Here's the unpopular take: restraint, not speed, may be the smarter strategy for insurers scrambling to add obesity medications to their formularies.
We're watching a familiar script play out in real time. A new class of drugs gains cultural momentum. Insurers face pressure, both consumer and competitive, to cover them quickly. Coverage expands rapidly. Then, somewhere between months six and eighteen, the unintended consequences emerge: formulary churn, prior authorization bottlenecks, unexpected cost trajectories, or coverage decisions that looked prudent in year one but feel reckless in year three.
The current rush around GLP-1 receptor agonists for weight loss feels different, the industry insists. This time we'll be thoughtful. This time we've learned from past mistakes. Maybe. But the structural incentives pushing toward fast coverage haven't changed, and neither has human nature.
Let's be clear about what's happening. Employers and health plans are under genuine pressure. Patients want access. Pharmaceutical manufacturers are marketing aggressively. The political environment now includes conversations about obesity coverage that would have been unthinkable five years ago. When major pharmacy benefit managers and insurers move to include these medications, it's not happening in a vacuum. It's happening because inaction carries its own reputational and competitive costs.
But speed has a cost too, one that often gets ignored until it's too late to manage gracefully.
These drugs are expensive. Really expensive. The per-patient annual cost can run into five or even six figures for some formulations, depending on dosing and duration of therapy. We don't yet have reliable long-term actuarial data on how many patients will use them, for how long, or what the real-world clinical outcomes will look like when these medications are deployed at scale across diverse populations with different health profiles and comorbidities.
That's not a complaint about the drugs themselves. It's a structural reality. We're still learning how these medications perform outside clinical trials, in actual insurance populations, with actual adherence patterns and real-world side effect management.
When insurers move quickly, they're essentially betting that early coverage decisions will hold up under scrutiny. Sometimes that works out. Sometimes it doesn't. The insurance industry has a reasonably long history of having to walk back coverage policies that seemed straightforward at the time but created problems—cost spirals, access disparities, administrative nightmares—once implemented at scale.

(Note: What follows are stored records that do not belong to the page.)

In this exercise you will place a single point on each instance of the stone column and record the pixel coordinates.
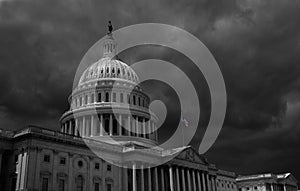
(162, 178)
(144, 128)
(149, 178)
(76, 127)
(70, 170)
(142, 178)
(208, 183)
(171, 178)
(120, 125)
(203, 181)
(110, 125)
(92, 126)
(134, 177)
(83, 127)
(101, 125)
(125, 172)
(128, 125)
(177, 179)
(156, 179)
(183, 179)
(194, 180)
(70, 127)
(199, 180)
(189, 179)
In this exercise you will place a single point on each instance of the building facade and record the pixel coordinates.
(108, 117)
(267, 182)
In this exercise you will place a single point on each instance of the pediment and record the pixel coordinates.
(189, 154)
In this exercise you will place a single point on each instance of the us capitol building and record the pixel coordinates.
(98, 123)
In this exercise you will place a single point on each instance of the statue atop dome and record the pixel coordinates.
(110, 28)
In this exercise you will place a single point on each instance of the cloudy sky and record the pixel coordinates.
(256, 44)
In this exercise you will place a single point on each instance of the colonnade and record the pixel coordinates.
(106, 124)
(168, 178)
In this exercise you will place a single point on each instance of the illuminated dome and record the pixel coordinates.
(106, 68)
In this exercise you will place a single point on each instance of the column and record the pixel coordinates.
(110, 125)
(203, 181)
(194, 180)
(128, 125)
(199, 181)
(76, 127)
(92, 126)
(120, 124)
(70, 177)
(149, 178)
(101, 125)
(134, 177)
(156, 179)
(177, 178)
(144, 128)
(83, 127)
(183, 179)
(208, 183)
(125, 178)
(142, 178)
(137, 126)
(70, 127)
(189, 179)
(171, 178)
(0, 160)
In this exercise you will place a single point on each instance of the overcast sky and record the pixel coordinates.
(256, 44)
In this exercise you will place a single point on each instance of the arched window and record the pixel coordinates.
(106, 126)
(121, 97)
(134, 102)
(106, 97)
(79, 183)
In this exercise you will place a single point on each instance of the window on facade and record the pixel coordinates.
(62, 160)
(121, 98)
(80, 164)
(99, 97)
(45, 184)
(107, 97)
(108, 167)
(61, 185)
(86, 99)
(97, 165)
(108, 186)
(134, 100)
(97, 186)
(16, 158)
(92, 98)
(46, 158)
(114, 97)
(79, 183)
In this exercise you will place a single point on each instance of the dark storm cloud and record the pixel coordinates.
(256, 43)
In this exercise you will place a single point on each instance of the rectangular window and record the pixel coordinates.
(108, 167)
(99, 97)
(97, 165)
(45, 184)
(121, 97)
(114, 97)
(62, 161)
(108, 187)
(61, 185)
(97, 186)
(46, 158)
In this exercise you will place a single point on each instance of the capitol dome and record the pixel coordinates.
(108, 67)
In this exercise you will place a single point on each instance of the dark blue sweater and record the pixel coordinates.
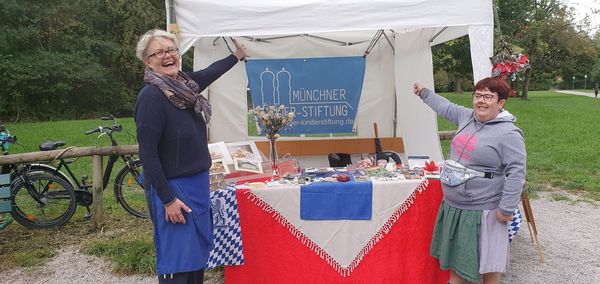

A more measured approach would look different. It might mean starting with more restrictive coverage criteria, then expanding based on real-world evidence. It might mean stronger prior authorization frameworks, at least initially, rather than rushing toward open access. It might mean building in explicit review windows where coverage decisions get re-examined as actual claims data accumulates.
This isn't about denying people access to medications that might help them. It's about acknowledging that insurance systems work better when major coverage decisions have time to stabilize before they're cemented into place.
The counterargument is obvious: patients need these medications now, not after a two-year evidence-gathering period. Fair point. But the question isn't binary. The question is what pace of expansion actually serves patients better over a five-year horizon, not just the next five months.
Restraint sounds boring. It's not exciting to tell investors, employers, or patients that you're taking a measured approach. Speed gets headlines and market share. But insurance, at its best, is supposed to be a tool for managing long-term risk responsibly, not a mechanism for chasing the next big trend as fast as possible.
The smart money might be betting that the insurers who move deliberately now will look smarter in 2028 than the ones who committed to full-scale coverage without fully understanding the implications.